Chapter 15. Working with Bits
Perl is a high-level language, so I don’t have to play with bits and bytes to get my job done. The trade-off, however, is that I have to let Perl manage how it stores everything. What if I want to control that? And what about the rest of the world, which packs a lot of information into single bytes, such as Unix file permissions? Or what if my array of tens of thousands of numbers takes up too much memory? Falling back to working with the bits can help that.
Binary Numbers
Almost all of us deal with binary computers, even to the point that it seems redundant to say “binary.” When it gets down to the lowest levels, these deal with on or off, or what we’ve come to call 1 or 0. String enough of those 1s and 0s together, and I have the instructions to tell a computer to do something or the physical representation of data on a disk. And, although most of us don’t have to deal with computers at this level, some of this thinking has reached into high-level programming because we have to deal with lower levels at some point.

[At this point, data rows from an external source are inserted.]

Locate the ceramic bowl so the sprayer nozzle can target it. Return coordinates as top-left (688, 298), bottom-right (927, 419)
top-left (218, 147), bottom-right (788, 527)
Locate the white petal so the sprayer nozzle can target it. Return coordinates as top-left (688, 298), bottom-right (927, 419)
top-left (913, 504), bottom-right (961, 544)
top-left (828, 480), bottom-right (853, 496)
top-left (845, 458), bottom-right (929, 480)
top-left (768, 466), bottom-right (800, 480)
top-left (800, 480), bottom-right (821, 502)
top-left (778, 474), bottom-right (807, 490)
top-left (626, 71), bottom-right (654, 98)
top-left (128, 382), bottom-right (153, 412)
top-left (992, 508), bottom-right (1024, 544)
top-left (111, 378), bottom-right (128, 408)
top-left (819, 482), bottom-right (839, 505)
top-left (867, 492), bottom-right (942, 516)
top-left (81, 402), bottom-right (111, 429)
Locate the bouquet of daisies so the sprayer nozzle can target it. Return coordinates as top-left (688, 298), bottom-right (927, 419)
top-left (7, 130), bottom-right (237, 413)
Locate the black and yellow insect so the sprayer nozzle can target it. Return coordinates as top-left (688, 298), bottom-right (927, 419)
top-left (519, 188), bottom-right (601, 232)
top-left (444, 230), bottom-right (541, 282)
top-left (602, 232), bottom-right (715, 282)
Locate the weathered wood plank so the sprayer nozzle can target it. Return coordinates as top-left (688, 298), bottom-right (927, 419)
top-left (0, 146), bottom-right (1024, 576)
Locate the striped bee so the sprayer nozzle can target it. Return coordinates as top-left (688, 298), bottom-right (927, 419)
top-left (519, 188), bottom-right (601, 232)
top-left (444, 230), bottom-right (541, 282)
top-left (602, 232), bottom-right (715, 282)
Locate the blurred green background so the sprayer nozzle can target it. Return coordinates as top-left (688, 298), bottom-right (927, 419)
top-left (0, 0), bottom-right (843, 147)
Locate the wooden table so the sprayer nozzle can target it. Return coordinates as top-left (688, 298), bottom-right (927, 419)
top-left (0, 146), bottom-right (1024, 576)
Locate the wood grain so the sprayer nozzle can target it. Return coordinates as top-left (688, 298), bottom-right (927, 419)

Consider, for instance, the arguments that I use with mkdir
, chmod
, or dbmopen
to set the file mode (also known as
permissions, but it’s actually more than just that). Although I write the
mode as a single base-8 number, its meaning depends on its particular bit
pattern:
mkdir $dir, 0755; chmod 0644, @files; dbmopen %HASH, $db_file, 0644;
I also get the file mode as one of the return values from stat
:
my $file_mode = ( stat( $file ) )[2];
On Unix ...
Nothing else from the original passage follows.